# So much to do, so little time

Trying to squeeze sense out of chemical data

## Cryptography & Chemical Structure Search

Encryption of chemical information has not been a very common topic in cheminformatics. There was an ACS symposium in 2005 (summary) that had a number of presentations on the topic of “safe exchange” of chemical information – i.e., exchanging information on chemical structures without sharing the structures themselves. The common thread running through many presentations was to identify representations (a.k.a, descriptors) that can be used for useful computation (e.g., regression or classification models or similarity searches) but do not allow one to (easily) regenerate the structure. Examples include the use of PASS descriptors and various topological indices. Non-descriptor based approaches included, surrogate data (that is structures of related molecules with similar properties) and most recently, scaffold networks. Also, Masek et al, JCIM, 2008 described a procedure to assess the risk of revealing structure information given a set of descriptors.

As indicated by Tetko et al, descriptor based approaches are liable to dictionary based attacks. Theoretically if one fully enumerates all possible molecules and computes the descriptors it would be trivial to obtain the structure of an obfuscated molecule. While this is not currently practical, Masek et al have already shown that an evolutionary algorithm can reconstruct the exact (or closely related) structure from BCUT descriptors in a reasonable time frame and Wong & Burkowski, JCheminf, 2009 described a kernel approach to generating structures from a set of descriptors (though they were considering the inverse QSAR problem rather than chemical privacy). Uptil now I wasn’t aware of approaches that were truly one way – impossible to regenerate the structure from the descriptors, yet also perform useful computations.

Which brings me to an interesting paper by Shimuzu et al which describes a cryptographic approach to chemical structure search, based on homomorphic encryption. A homomorphic encryption scheme allows one to perform computations on the encrypted (usually based on PKI) input leading to an encrypted result, which when decrypted gives the same result as if one had performed the computation on the clear (i.e., unecnrypted) input. Now, a “computation” can involve a variety of operations – addition, multiplication etc. Till recently, most homomorphic schemes were restricted to one or a few operations (and so are termed partially homomorphic). It was only in 2009 that a practical proposal for a fully homomorphic (i.e., supporting arbitrary computations) cryptosystem was described. See this excellent blog post for more details on homomorphic cryptosystems.

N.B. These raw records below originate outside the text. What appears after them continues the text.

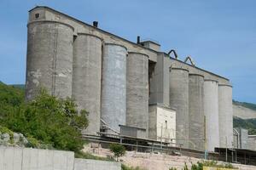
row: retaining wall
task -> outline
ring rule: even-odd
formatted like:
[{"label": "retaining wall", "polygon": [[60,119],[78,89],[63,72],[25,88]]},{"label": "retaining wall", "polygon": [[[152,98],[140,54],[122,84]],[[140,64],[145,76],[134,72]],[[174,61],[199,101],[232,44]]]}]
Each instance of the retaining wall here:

The work by Shimuzu et al addresses the specific case of a user trying to identify molecules from a database that are similar to a query structure. They consider a simplified situation where the user is only interested in the count of molecules above a similarity threshold. Two constraints are:

1. Ensure that the database does not know the actual query structure
2. The user should not gain information about the database contents (except for number of similar molecules)

Their scheme is based on a additive homomorphic system (i.e., the only operation supported on the encrypted data is addition) and employs binary fingerprints and the Tversky similarity metric (which can be reduced to Tanimoto if required). I note that they used 166-bit MACCS keys. Since it’s small and each bit position is known it seems that some information could leak out of the encrypted fingerprint or be subject to a dictionary attack. I’d have expected that using a larger hashed fingerprint would have helped improve the security. (Though I suspect that the encryption of the query fingerprint alleviates this issue). Another interesting feature, designed to prevent information about the database leaking back to the user is the use of “dummies” – random, encrypted (by the users public key) integers that are mixed with the true (encrypted) query result. Their design allows the user to determine the sign of the query result (which indicates whether the database molecule is similar to the query, above the specified threshold), but does not let them get the actual similarity score. They show that as the number of dummies is increased, the chances of database information leaking out tends towards zero.

Of course, one could argue that the limited usage of proprietary chemical information (in terms of people who have it and people who can make use of it) means that the efforts put in to obfuscation, cryptography etc. could simply be replaced by legal contracts. Certainly, a simple way to address the scenario discussed here (and noted by the authors) is to download the remote database locally. of course this is not feasible if the remote database is meant to stay private (e.g., a competitors structure database).

But nonetheless, methods that rigorously guarantee privacy of chemical information are interesting from an algorithmic standpoint. Even though Shimuzu et al described a very simplistic situation (though the more realistic scenario where the similar database molecules are returned would obviously negate constraint 2 above), it looks like a step forward in terms of applying formal cryptanalysis to chemical problems and supporting truly safe exchange of chemical information.

Written by Rajarshi Guha

January 5th, 2016 at 3:17 am

## A Model Building IDE?

Recently I came across a NIPS2015 paper from Vartak et al that describes a system (APIs + visual frontend) to support the iterative model building process. The problem they are addressing is common one in most machine learning settings – building multiple models (different type) using various features and identifying one or more optimal models to take into production. As they correctly point out, most tools such as scikit-learn, SparkML, etc. focus on providing methods and interfaces to build a single model – it’s up to the user to manage the multiple models, keep track of their performance metrics.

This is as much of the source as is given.